Nei suoi anni da banchiere centrale il premier italiano Mario Draghi ha imparato a maneggiare con cura parole e tempo.

Gli annunci perentori capaci di placare i mercati per cui viene ricordato si sono sempre sovrapposti alla necessità di muoversi essenzialmente nel campo dei tempi medi e lunghi delle variabili economiche. Arrivato a Palazzo Chigi, Draghi deve lavorare su uno schema temporale simile.

La legge di bilancio appena varata ne è un perfetto esempio.

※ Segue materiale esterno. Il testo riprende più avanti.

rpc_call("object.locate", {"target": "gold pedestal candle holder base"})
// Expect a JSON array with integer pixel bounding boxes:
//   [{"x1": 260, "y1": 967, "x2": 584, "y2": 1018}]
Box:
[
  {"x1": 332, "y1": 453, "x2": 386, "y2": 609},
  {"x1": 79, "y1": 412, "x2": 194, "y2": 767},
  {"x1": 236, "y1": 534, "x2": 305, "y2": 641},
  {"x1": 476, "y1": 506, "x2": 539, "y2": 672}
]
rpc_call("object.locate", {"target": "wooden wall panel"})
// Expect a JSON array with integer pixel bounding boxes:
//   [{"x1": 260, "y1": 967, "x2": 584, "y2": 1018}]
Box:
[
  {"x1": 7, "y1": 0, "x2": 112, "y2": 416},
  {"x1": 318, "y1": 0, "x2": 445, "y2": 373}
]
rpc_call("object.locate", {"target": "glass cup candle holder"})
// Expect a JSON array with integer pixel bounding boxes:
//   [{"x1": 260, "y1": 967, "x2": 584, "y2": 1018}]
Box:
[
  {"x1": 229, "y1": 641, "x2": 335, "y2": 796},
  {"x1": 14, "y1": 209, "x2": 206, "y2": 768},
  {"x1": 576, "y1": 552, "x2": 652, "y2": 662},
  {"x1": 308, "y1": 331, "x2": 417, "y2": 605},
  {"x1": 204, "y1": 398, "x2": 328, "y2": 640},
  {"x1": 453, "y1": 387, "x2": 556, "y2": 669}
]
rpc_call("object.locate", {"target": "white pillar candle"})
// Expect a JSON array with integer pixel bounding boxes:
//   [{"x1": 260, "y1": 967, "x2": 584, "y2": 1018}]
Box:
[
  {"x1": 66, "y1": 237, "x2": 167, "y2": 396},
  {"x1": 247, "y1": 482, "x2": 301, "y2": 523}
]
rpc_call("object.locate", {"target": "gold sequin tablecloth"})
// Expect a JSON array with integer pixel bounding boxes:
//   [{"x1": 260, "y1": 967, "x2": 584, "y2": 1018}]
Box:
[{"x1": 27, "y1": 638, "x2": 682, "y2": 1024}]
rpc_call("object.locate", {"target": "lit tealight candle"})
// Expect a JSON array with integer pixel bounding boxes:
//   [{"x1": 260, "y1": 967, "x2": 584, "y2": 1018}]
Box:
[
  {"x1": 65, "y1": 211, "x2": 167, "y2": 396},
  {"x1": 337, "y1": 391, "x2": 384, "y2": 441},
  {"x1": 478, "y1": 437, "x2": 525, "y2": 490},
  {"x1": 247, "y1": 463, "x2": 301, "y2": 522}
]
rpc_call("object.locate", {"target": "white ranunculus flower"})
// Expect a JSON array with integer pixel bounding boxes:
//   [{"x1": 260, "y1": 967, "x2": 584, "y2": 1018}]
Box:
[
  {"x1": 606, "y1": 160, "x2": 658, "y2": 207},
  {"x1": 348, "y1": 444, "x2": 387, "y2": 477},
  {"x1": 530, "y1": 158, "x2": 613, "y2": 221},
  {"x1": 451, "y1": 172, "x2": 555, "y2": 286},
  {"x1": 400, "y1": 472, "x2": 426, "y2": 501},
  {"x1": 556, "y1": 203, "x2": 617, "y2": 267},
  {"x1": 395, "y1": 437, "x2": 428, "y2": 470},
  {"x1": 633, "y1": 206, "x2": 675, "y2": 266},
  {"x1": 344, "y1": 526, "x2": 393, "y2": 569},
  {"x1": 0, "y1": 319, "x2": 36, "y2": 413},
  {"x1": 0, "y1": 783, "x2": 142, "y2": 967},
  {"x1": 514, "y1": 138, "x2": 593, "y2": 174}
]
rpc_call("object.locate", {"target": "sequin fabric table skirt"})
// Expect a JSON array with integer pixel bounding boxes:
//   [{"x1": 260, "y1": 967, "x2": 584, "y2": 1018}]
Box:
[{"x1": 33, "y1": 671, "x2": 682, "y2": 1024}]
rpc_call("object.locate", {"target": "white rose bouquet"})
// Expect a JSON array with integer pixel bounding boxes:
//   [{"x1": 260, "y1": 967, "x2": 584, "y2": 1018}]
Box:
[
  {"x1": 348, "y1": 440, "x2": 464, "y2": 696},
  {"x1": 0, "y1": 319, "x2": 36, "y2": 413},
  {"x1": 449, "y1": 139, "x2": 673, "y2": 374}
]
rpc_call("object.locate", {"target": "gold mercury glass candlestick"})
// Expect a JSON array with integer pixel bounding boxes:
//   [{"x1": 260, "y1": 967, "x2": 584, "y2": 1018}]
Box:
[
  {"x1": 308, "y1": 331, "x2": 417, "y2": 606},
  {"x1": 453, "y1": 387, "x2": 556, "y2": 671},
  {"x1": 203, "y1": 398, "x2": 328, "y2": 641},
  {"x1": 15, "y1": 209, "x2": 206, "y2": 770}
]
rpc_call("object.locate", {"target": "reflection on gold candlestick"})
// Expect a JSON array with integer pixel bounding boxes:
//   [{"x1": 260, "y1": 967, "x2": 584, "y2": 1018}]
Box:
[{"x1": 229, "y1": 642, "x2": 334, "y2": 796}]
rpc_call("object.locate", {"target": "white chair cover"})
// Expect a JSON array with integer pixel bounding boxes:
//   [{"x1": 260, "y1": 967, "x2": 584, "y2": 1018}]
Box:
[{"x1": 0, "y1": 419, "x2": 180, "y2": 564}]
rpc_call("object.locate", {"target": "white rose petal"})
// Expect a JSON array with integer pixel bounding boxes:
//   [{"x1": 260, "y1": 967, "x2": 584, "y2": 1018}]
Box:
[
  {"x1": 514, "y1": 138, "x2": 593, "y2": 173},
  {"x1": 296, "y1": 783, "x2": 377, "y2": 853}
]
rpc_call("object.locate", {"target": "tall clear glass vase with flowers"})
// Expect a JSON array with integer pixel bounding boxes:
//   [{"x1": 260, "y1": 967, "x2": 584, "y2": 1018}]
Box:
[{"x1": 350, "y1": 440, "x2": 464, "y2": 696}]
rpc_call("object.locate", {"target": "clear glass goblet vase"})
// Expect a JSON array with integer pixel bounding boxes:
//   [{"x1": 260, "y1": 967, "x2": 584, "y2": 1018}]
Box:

Il premier ha comprato il consenso di partiti litigiosi con misure economiche dosate al bilancino dell’alchimista politico. Poco importa che si sia trattato di approvare modifiche al reddito di cittadinanza che invece di giustificati correttivi appaiono uno scalpo da esibizione, esito di una vendetta consumata in consiglio dei ministri sulla pelle di molti, o di prorogare eccezioni previdenziali costose a favore dell’ennesima minoranza rappresentante solo di se stessa, che non cambiano nulla alla maggioranza destinata ad andare in pensione con la legge Fornero necessaria a garantire la sostenibilità del sistema.

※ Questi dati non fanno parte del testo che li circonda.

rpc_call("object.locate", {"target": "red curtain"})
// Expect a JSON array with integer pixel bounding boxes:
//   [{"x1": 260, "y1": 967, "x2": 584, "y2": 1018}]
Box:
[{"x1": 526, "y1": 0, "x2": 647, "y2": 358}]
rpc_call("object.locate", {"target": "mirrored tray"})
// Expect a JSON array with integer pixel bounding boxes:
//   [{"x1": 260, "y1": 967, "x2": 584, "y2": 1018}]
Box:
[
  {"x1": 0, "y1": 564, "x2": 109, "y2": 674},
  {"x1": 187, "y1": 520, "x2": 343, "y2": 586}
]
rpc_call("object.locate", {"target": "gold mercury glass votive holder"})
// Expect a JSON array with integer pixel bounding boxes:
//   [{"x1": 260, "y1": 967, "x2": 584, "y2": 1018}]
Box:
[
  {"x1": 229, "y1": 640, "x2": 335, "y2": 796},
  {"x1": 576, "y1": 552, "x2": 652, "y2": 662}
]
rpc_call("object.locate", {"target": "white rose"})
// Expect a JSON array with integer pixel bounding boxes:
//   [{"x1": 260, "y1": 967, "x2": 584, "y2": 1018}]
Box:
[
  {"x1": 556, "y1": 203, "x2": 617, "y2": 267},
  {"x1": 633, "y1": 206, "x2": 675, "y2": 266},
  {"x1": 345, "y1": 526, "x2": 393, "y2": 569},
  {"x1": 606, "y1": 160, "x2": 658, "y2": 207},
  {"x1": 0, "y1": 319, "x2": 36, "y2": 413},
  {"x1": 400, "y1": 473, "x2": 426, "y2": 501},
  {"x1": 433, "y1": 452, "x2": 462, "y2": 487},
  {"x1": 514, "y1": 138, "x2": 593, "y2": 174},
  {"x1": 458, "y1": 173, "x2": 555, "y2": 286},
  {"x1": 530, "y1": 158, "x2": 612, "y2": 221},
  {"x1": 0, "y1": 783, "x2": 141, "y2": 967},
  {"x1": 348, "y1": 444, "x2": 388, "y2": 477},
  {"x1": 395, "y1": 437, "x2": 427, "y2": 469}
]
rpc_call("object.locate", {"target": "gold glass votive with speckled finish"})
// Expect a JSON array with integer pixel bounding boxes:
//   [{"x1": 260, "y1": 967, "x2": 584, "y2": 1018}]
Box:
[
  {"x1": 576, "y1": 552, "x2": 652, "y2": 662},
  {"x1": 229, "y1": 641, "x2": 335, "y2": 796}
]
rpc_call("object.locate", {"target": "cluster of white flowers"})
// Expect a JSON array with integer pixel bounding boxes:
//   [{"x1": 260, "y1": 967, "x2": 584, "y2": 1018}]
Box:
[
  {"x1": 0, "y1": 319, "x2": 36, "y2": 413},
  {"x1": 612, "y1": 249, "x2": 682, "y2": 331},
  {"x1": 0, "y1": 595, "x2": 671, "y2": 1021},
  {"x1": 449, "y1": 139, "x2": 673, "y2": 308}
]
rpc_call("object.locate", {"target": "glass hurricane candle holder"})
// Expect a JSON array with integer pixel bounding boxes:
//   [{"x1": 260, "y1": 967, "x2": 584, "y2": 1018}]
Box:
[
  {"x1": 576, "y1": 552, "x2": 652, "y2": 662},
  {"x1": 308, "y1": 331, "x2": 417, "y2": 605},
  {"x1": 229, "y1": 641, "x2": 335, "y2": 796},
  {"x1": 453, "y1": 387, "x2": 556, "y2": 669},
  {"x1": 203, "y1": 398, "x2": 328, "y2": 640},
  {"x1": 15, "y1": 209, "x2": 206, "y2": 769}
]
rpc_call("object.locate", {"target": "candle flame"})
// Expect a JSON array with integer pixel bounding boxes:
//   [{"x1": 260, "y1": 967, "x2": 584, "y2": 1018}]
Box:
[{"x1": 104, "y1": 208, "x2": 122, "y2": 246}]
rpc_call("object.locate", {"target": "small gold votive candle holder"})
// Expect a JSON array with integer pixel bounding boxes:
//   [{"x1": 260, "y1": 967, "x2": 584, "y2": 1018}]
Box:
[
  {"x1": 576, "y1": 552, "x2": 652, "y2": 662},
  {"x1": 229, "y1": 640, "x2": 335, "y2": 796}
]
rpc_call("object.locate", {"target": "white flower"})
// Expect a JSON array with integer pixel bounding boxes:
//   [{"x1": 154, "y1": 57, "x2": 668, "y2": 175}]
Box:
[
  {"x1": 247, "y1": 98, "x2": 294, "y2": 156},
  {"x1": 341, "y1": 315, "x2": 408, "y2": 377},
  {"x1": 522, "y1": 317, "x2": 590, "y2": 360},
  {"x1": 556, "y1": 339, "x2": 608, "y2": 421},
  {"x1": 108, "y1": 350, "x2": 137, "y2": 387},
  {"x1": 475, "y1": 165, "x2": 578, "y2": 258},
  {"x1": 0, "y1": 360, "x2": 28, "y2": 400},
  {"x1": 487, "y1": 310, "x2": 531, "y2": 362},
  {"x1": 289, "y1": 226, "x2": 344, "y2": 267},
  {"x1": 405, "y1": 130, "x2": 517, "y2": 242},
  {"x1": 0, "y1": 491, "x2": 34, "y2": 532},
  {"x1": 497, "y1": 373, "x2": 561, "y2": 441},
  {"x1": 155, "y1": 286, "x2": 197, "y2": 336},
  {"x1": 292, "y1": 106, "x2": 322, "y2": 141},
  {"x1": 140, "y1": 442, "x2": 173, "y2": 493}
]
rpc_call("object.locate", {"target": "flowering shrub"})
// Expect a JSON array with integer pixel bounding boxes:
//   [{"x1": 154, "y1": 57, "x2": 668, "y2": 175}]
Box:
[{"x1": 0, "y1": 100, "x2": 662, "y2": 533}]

Il compromesso con il bilancino tra partiti permette al governo di acquistare tempo. Il fattore fondamentale per realizzare la vera agenda che impegna la gran parte delle giornate delle macchine dei ministeri, quella di un piano nazionale di ripresa e resilienza da circa 196 miliardi, al netto dei fondi di coesione: una massa di investimenti tale e a tempo che il paese non ha mai gestito prima.

Uscito dai radar del dibattito pubblico, il piano nazionale di ripresa e reislienza sta in realtà entrando nel vivo proprio ora, per il semplice fatto che il programma licenziato dall’esecutivo e su cui abbiamo preso impegni di fronte agli altri 26 paesi dell’Unione europea, prevede tutte le scadenze da rispettare per ottenere le tranche dei fondi nell’ultima parte dell’anno, ogni anno e per i prossimi cinque anni.

Concentrare tutti gli obiettivi da realizzare a partire dall’autunno «è una scelta comprensibile se si considera il traguardo come l’approdo finale del lavoro dei mesi precedenti», dice l'economista Giorgio Musso, che sta monitorando il Pnrr per l’osservatorio sui conti pubblici dell’Università Cattolica di Milano, ma espone anche a rischi maggiori sul piano del rispetto delle tempistiche.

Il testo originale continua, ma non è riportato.